De 150 à 200 personnes sont venues samedi apporter leur soutien à l'Elysée Montmartre, la célèbre salle de spectacles du XVIIIe arrondissement qui a été ravagée par un incendie le 22 mars, a constaté une journaliste de l'AFP.

Répondant à l'appel des salariés, beaucoup de leurs amis et des anonymes se sont rassemblés devant la façade, seule partie de la salle encore intacte après l'incendie, pour une « photo de famille » de soutien au maintien de cette salle de spectacles dans le quartier.

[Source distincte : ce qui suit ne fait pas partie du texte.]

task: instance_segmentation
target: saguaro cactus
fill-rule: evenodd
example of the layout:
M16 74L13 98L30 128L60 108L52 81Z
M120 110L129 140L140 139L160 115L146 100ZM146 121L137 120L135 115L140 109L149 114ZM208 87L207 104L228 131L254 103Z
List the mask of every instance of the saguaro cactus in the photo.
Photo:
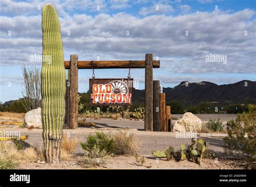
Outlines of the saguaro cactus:
M65 117L65 70L60 26L55 8L42 11L42 119L46 161L58 163Z

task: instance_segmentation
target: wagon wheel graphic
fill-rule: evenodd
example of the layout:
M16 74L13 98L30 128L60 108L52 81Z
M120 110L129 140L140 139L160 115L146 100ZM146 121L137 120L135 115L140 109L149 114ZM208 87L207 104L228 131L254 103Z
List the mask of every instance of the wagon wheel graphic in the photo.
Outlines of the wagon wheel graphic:
M127 94L129 93L128 87L123 81L114 80L110 81L109 84L112 86L111 93L120 93L122 94Z

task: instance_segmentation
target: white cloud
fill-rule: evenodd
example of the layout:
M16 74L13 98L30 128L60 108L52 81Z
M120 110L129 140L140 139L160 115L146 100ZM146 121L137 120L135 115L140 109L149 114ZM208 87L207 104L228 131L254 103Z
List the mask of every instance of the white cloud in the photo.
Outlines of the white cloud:
M186 4L181 5L179 5L178 7L181 13L188 13L191 9L190 6Z
M172 12L174 11L172 5L162 3L156 3L153 6L143 6L139 12L139 14L145 16L152 13L163 14Z
M97 56L102 60L143 59L145 53L152 53L159 56L161 69L167 71L166 75L253 73L254 13L245 9L233 13L197 12L143 18L123 13L95 17L75 15L61 17L60 21L66 59L76 53L79 59L89 60ZM0 17L1 64L29 63L30 55L42 53L41 21L39 16ZM227 64L205 62L210 53L226 55Z

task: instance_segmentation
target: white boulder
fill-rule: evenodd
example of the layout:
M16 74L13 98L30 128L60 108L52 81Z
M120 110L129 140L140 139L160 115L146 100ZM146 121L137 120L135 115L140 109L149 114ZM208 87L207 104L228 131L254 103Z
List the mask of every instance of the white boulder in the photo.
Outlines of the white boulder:
M202 121L191 112L186 112L172 127L173 132L198 132L202 129Z
M24 123L27 127L33 126L34 128L43 128L42 123L41 108L32 110L26 113Z

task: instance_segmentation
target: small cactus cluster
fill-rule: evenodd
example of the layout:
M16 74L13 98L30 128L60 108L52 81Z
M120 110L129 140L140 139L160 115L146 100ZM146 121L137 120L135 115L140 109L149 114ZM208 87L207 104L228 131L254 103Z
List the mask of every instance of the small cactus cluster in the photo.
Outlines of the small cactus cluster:
M195 146L196 145L196 146ZM206 141L204 141L203 139L199 139L197 142L194 139L192 139L191 145L187 146L187 148L183 144L180 146L180 152L177 151L175 152L173 150L173 148L172 147L170 147L165 151L153 151L152 154L154 157L158 158L166 157L167 161L173 159L177 161L187 159L189 161L200 164L203 159L205 157L209 156L213 158L216 157L216 155L214 153L210 154L207 153L206 149Z
M194 148L196 142L196 140L192 139L191 145L188 146L186 150L186 157L188 161L200 164L203 157L205 156L207 143L203 139L199 139L196 147Z
M134 112L132 115L137 119L144 119L145 108L140 106L138 108L134 109Z

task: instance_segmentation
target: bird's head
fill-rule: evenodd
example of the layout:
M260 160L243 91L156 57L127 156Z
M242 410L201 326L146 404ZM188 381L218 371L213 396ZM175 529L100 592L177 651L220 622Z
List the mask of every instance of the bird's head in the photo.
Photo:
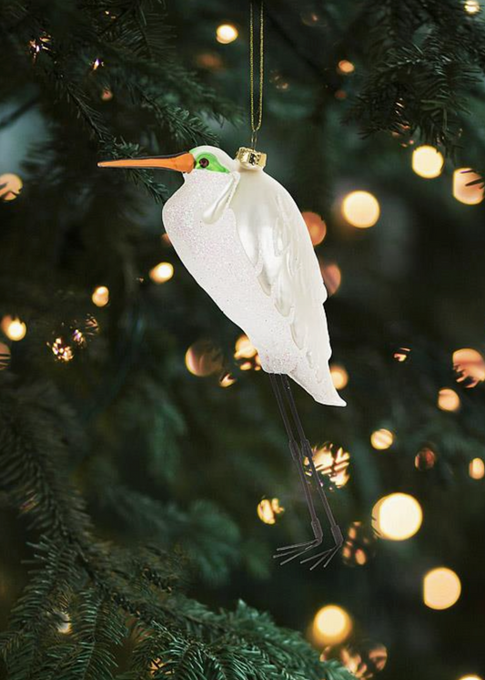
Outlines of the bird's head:
M194 170L203 172L230 173L237 170L237 163L221 149L211 146L201 146L190 151L176 153L171 156L151 156L140 159L119 159L117 160L102 160L100 168L151 168L155 170L171 170L183 173Z

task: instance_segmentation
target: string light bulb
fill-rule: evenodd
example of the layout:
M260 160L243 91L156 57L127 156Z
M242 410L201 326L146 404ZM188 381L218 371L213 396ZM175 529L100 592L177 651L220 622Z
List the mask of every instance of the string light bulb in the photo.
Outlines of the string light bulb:
M317 212L304 211L301 213L305 224L308 230L313 245L319 245L327 234L327 225Z
M443 387L438 393L438 407L442 411L458 411L460 405L460 397L454 389Z
M15 201L23 186L24 182L18 175L12 172L0 175L0 200L5 201Z
M258 517L264 524L276 524L278 515L284 511L278 499L263 499L258 504Z
M470 182L481 180L470 168L459 168L453 172L453 197L465 205L477 205L483 201L483 187L480 184L469 186Z
M372 526L388 541L410 539L419 531L422 519L421 506L408 493L384 496L372 509Z
M158 263L150 269L150 279L154 283L165 283L174 275L174 267L170 263Z
M461 594L461 582L448 567L432 569L423 579L423 601L429 609L449 609Z
M233 43L239 35L234 24L221 24L216 29L216 39L221 45Z
M330 376L335 389L343 389L349 383L349 374L338 364L330 364Z
M377 429L370 435L370 443L378 451L384 451L394 443L394 433L384 428Z
M417 175L425 180L440 177L445 160L434 147L418 147L412 152L412 169Z
M7 338L14 342L25 338L27 332L25 324L16 316L4 316L1 327Z
M93 291L91 300L96 307L106 307L109 302L109 289L106 285L98 285Z
M312 637L317 644L338 644L352 631L352 619L343 607L327 604L315 614Z
M472 479L483 479L485 477L485 463L482 458L473 458L470 461L469 475Z
M351 61L349 61L348 59L340 59L337 67L337 70L343 76L349 76L350 73L353 73L355 71L355 66L352 64Z
M342 215L352 227L373 227L380 216L377 198L369 191L351 191L342 201Z

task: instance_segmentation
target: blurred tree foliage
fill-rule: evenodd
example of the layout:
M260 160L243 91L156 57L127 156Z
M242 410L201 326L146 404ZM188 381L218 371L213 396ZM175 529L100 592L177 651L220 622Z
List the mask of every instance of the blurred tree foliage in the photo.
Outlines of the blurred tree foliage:
M239 597L300 629L322 599L339 602L360 622L356 634L390 648L395 678L409 676L409 659L417 680L478 663L480 626L465 626L484 508L467 467L483 455L484 398L470 381L454 386L450 353L484 346L483 212L465 213L445 182L452 162L485 170L483 20L460 0L267 2L261 147L301 208L324 214L318 252L344 275L328 311L349 407L301 394L302 417L312 442L351 452L350 482L332 494L343 526L369 524L390 490L412 492L425 514L412 541L309 578L271 561L306 520L268 381L239 369L238 329L160 241L154 201L177 180L96 168L247 143L248 9L0 0L0 145L11 135L20 148L25 184L0 204L0 313L27 327L21 342L2 338L11 360L0 375L0 645L12 680L349 677L269 615L234 608ZM239 30L230 46L215 42L223 21ZM432 186L408 169L418 141L449 157ZM10 162L2 152L0 171ZM362 185L383 197L372 233L334 210ZM148 273L161 260L176 273L156 285ZM103 308L91 301L100 285ZM187 371L201 338L220 350L230 387ZM411 348L402 363L399 347ZM437 408L445 386L460 411ZM384 426L398 438L377 458L369 437ZM425 446L438 463L422 473ZM285 506L280 527L258 520L263 495ZM440 623L419 592L437 561L461 568L469 593Z

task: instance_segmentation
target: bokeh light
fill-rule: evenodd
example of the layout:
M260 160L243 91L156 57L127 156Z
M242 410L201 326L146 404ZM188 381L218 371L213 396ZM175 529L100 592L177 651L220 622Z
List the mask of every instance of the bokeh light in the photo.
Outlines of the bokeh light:
M348 59L340 59L337 67L337 70L343 76L349 76L349 74L355 71L355 66L352 64L351 61L349 61Z
M483 187L480 184L467 185L481 178L470 170L470 168L459 168L453 172L453 196L460 203L477 205L483 200Z
M464 347L453 352L453 368L457 382L465 387L475 387L485 380L485 359L476 349Z
M305 220L305 224L308 230L311 242L313 245L318 245L324 240L327 234L327 225L321 217L317 212L311 212L310 211L305 211L301 213L302 218Z
M198 377L218 373L223 367L221 351L210 340L197 340L186 352L186 366Z
M258 517L264 524L276 524L278 516L284 511L278 499L263 499L258 504Z
M239 33L233 24L221 24L216 29L216 39L222 45L233 43L238 35Z
M431 469L436 463L436 453L429 447L424 447L416 454L414 467L419 471Z
M344 487L350 479L349 465L350 454L342 447L336 447L327 442L321 447L313 447L313 463L318 473L328 477L330 484L339 489ZM307 474L311 476L311 469L308 468L308 458L304 460L307 466Z
M91 300L96 307L105 307L109 302L109 289L106 285L98 285L93 291Z
M335 294L342 283L340 267L335 263L328 263L328 264L322 264L320 263L320 271L327 293L328 295Z
M26 325L16 316L4 316L1 327L7 338L14 342L25 338L27 332Z
M174 267L170 263L158 263L153 269L150 269L150 279L154 283L165 283L174 275Z
M0 175L0 200L14 201L22 191L23 186L24 182L18 175L14 175L12 172Z
M352 631L352 619L338 604L328 604L315 614L312 637L317 644L338 644Z
M394 443L394 433L384 428L377 429L370 435L370 443L378 451L384 451Z
M219 378L219 385L221 387L230 387L235 382L237 382L237 380L231 373L223 373Z
M438 407L442 411L458 411L460 405L460 397L454 389L443 387L438 393Z
M63 337L56 337L52 345L47 343L47 346L51 348L52 354L57 361L66 363L74 359L73 348Z
M449 609L460 594L461 582L451 569L432 569L423 579L423 601L430 609Z
M482 458L473 458L470 461L469 475L472 479L483 479L485 477L485 463Z
M379 201L369 191L351 191L342 201L342 215L358 229L373 227L380 215Z
M349 383L349 374L339 364L330 364L330 376L335 389L343 389Z
M342 561L351 567L367 564L374 552L376 535L371 527L353 521L347 531L342 546Z
M380 538L406 541L419 531L422 510L408 493L391 493L378 500L372 509L372 526Z
M399 364L403 364L409 359L410 351L410 347L399 347L394 352L393 358L399 361Z
M417 175L426 180L439 177L444 162L442 154L434 147L418 147L412 152L412 169Z

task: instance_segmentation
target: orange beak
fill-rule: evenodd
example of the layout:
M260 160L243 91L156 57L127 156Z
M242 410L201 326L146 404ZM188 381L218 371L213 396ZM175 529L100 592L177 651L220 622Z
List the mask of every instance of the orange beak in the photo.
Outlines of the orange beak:
M173 170L178 172L191 172L196 160L191 153L175 153L172 156L152 156L143 159L120 159L119 160L101 160L99 168L153 168Z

Sur la grille de l'entrée de l'Elysée Montmartre une rose blanche avait été glissée entre les barreaux.

« On savait qu'on comptait parmi les salles parisiennes, cela fait 23 ans qu'on faisait ce boulot. Mais savoir qu'il y a autant de gens qui sont touchés c'est incroyable », s'est réjoui le gestionnaire et président de Garance Production, Gérard Michel, interrogé par l'AFP.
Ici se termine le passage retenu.